Perché le femmine, a un certo punto, smettono di procreare?
La visione adattativa non contempla l’invecchiamento dell’apparato riproduttore all’origine della menopausa, e lascia così aperta una domanda. Da una prospettiva squisitamente evolutiva, la collaborazione permette di aumentare la prole dei parenti che condividono alcuni dei propri geni. In linea teorica, però, è più vantaggioso per una femmina continuare a generare prole propria, a cui trasmettere metà dei propri geni, invece che investire nella sopravvivenza dei nipoti, che ne ricevono solo un quarto. Il guadagno genetico per le nonne che aiutano le figlie a riprodursi è minore rispetto a quello derivante dalla generazione di prole propria.
Allora perché lo fanno?

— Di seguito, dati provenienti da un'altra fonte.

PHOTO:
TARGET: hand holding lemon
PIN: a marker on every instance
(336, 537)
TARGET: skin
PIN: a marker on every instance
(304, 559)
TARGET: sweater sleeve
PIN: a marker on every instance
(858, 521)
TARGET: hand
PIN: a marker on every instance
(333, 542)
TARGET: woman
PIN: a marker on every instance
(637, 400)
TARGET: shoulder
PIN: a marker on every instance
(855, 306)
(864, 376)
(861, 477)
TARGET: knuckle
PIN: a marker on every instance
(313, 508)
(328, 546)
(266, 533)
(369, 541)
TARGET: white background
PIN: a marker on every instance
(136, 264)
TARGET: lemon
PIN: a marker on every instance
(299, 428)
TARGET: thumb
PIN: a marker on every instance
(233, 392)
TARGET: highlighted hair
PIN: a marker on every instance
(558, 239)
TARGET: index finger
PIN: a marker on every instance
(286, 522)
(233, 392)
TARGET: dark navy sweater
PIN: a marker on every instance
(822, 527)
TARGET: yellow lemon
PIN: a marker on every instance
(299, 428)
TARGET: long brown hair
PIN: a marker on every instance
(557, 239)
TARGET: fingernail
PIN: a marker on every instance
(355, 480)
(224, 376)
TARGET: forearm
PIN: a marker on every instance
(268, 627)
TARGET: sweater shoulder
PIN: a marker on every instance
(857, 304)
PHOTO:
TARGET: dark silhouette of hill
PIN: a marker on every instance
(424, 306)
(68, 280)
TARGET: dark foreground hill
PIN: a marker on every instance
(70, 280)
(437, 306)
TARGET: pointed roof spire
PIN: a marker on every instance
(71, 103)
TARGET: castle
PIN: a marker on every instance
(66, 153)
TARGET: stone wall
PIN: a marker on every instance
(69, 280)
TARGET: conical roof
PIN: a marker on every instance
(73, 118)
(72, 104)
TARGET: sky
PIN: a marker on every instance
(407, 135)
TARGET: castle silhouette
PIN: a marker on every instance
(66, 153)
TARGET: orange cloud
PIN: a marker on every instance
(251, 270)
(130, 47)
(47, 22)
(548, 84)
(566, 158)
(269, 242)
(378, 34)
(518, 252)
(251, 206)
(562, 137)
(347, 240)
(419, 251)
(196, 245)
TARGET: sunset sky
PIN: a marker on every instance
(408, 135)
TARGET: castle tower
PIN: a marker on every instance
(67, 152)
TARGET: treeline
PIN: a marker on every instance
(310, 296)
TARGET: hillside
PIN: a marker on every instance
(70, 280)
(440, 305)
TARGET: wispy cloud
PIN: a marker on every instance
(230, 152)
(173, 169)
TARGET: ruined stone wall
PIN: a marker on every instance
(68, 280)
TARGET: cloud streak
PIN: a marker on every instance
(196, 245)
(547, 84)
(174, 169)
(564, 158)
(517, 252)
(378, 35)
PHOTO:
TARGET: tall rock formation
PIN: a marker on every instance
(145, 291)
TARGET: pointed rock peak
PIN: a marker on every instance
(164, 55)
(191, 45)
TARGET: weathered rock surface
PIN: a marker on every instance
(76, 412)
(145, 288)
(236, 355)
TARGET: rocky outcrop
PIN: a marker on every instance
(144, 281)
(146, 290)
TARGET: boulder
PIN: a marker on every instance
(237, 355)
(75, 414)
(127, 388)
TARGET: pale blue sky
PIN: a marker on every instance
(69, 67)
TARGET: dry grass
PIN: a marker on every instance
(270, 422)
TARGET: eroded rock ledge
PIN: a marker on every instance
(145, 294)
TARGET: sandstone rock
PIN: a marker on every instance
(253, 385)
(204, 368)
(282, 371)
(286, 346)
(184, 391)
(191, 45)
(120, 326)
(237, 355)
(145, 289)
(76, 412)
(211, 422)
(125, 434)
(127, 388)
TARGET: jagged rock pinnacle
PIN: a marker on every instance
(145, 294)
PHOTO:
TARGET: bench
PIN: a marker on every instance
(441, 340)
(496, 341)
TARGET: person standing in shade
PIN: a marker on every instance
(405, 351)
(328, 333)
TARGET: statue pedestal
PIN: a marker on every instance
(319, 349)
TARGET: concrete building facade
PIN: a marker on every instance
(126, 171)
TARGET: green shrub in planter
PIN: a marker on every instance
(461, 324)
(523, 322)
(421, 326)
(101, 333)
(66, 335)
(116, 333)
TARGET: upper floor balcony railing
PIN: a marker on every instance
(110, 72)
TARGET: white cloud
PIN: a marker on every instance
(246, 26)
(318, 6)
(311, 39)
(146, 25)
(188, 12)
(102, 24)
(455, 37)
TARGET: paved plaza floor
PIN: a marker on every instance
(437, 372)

Verosimilmente, ma è ancora da dimostrare, perché arriva un momento nella vita della femmina in cui il gioco non vale più la candela e la menopausa diventa la soluzione più vantaggiosa. Accade quando la sua età avanza a tal punto da rendere la riproduzione un evento per lei troppo rischioso, in termini di natimortalità, di difetti alla nascita o di morte materna durante il parto.
La presenza delle femmine anziane rappresenta comunque un valore aggiunto per l'unità sociale. Smettendo di riprodursi molto prima di morire, ad esse rimane tanto tempo da dedicare all’allevamento dei nipoti e alla trasmissione, agli altri membri del gruppo, di informazioni culturali preziose, acquisite grazie all’esperienza, come ad esempio le dritte sulle aree in cui la caccia può essere più proficua. Le cure alloparentali, dunque, e la trasmissione culturale di conoscenze e abilità sembrano giocare un ruolo centrale nell'evoluzione della menopausa, e della presenza di femmine anziane nei gruppi sociali. Sinora, però, sono solo teorie, e il mistero è ancora tutto da svelare.